Well, the idea might not be perfect (yet, if you make a fortune out of it, save a tip for me) but the point is another one: as soon as you know what you want to do, getting the data will be possible (we'll be talking about margins of error in a minute).
More wanted: turning ideas into action!
Even more neglected than focussing on questions of how to turn data into valuable information in the first place, it seems to me are answer to the question: how to operationalise that information!
Fifteen years ago, I was part of a BI initiative. We built a sensational 1TB data warehouse (that's about the size of my private cloud storage space today) and calculated propensities to buy and to churn. The quality was great (despite having only a few data and AI being SciFi back then). We could make very good forecasts.
Especially the propensities to churn would be a true treasure trove. Keeping a customer is way more effective than winning a new one. But: the effort was a total failure! We couldn't get the salesforce to act upon that information. First, they felt too busy with other stuff. Second, they were incentivised for new business, not for retaining customers on the brink of churning. And third, we had these mythical stories: "My mother in law was on the churn list. She would never churn!"

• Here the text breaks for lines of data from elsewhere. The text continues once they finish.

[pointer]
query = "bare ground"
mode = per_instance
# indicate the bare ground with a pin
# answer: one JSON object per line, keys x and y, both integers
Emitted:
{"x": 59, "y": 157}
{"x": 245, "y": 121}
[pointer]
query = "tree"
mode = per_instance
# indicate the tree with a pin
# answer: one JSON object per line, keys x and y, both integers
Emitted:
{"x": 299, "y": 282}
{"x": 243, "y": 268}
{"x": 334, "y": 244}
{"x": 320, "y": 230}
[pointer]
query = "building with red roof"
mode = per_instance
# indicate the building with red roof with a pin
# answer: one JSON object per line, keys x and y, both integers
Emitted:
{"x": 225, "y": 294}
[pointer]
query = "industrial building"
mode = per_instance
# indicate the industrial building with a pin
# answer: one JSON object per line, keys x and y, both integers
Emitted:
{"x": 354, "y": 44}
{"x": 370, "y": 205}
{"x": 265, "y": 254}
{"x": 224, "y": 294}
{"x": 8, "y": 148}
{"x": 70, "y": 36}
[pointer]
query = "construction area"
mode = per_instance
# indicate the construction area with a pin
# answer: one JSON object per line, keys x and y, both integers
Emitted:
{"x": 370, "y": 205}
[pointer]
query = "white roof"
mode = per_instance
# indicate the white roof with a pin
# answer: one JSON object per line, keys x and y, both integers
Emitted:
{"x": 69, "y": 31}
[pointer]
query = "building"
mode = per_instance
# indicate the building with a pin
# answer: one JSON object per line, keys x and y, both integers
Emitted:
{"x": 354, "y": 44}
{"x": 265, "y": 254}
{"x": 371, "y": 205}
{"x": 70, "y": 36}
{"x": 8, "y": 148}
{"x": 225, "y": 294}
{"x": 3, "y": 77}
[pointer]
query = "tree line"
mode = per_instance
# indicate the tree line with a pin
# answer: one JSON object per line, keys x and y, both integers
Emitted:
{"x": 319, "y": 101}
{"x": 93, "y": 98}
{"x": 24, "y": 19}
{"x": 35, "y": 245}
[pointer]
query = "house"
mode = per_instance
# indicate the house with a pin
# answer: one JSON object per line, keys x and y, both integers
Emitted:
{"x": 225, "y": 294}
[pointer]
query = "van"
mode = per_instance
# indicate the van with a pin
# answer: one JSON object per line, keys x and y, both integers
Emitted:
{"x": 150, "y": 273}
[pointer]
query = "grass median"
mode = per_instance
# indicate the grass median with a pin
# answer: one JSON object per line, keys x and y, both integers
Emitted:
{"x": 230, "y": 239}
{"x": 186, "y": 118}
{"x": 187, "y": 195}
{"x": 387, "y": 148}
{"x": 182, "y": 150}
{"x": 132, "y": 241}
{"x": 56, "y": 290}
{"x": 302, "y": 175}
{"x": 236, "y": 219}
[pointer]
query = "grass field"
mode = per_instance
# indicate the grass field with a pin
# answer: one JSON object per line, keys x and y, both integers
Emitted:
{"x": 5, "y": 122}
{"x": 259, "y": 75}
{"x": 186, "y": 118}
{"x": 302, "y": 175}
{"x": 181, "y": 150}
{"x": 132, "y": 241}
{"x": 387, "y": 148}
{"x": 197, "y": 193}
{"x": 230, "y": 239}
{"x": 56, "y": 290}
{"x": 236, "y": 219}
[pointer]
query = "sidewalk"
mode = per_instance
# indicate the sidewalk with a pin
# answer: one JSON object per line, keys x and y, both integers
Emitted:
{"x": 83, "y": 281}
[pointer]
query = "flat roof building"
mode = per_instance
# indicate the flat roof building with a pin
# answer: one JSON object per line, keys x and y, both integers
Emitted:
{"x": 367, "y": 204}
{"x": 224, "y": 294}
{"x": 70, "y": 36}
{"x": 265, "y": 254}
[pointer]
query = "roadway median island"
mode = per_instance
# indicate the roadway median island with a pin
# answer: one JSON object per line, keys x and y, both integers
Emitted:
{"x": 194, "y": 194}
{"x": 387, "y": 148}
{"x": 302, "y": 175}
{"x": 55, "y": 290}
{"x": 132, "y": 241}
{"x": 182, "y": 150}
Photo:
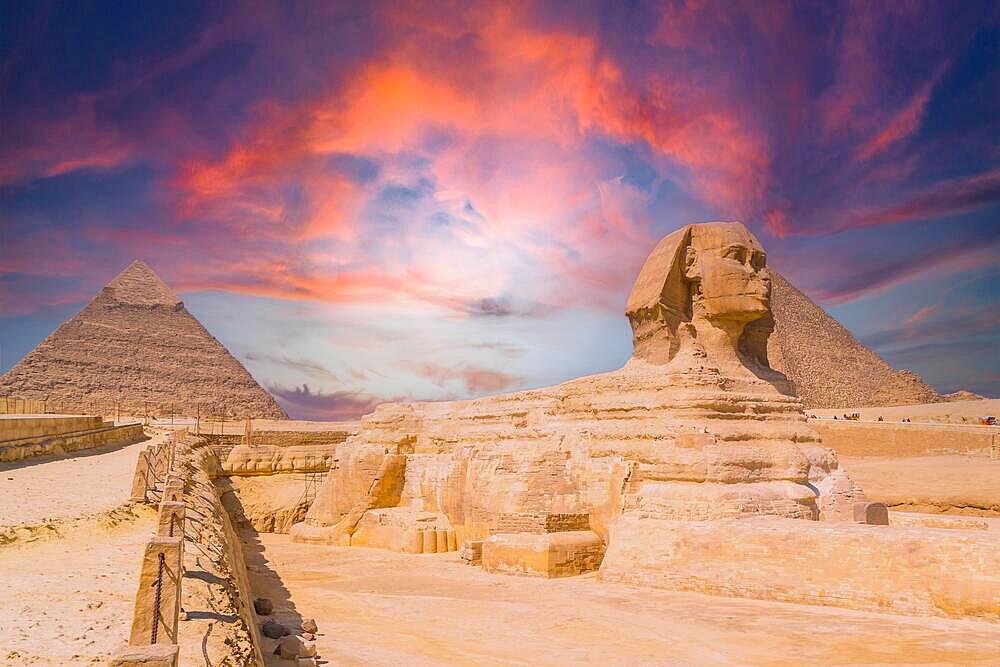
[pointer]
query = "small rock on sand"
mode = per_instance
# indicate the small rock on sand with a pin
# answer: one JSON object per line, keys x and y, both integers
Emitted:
{"x": 273, "y": 629}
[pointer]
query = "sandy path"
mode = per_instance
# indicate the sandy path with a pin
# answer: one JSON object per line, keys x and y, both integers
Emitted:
{"x": 51, "y": 488}
{"x": 376, "y": 607}
{"x": 68, "y": 601}
{"x": 962, "y": 484}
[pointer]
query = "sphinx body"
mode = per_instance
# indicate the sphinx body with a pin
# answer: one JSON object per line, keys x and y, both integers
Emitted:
{"x": 695, "y": 427}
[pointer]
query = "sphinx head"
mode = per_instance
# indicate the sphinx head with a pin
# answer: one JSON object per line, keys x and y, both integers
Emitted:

By the way, what was the management reflex? -- We should improve the quality of our analysis, for example by including external data. -- From 85% to what? -- Well, the initiative is still in hibernation.
If you had these real-time sales figures mentioned above would you just use them for another, more frequent report? Or would (and could) you act upon them? -- For instance by adjusting prices, products, incentives? If you would have that magic recommendation engine, what would you do with it? -- And not only in virtuality but in your bricks and mortar businesses, too.
Fuzziness is not the problem
There are questions, where your data should be exact. Financial reporting, for instance. But talking about Big Data, Business Intelligence etc., the question is often very different. Forecasting train utilization based on acceleration data is all but exact science but nor is the stock market. If you get the trend before anybody else, you could make money. With a recommendation engine, hardly anything can go wrong. If you recommend something "wrongly", so what. Better than not recommending anything. If you wrongly send your salesperson to a person supposed to be a potential churner, what goes wrong? It improves the relationship anyway ... also if it is (besides being an outlier) your mother in law.
In our own -- human -- decisions we hardly complain about fuzziness. As soon as computers are involved, we claim 100% or nothing.
The nature of probabilistic calculations is their probabilistic nature.
Action is more often than not more important than data perfection!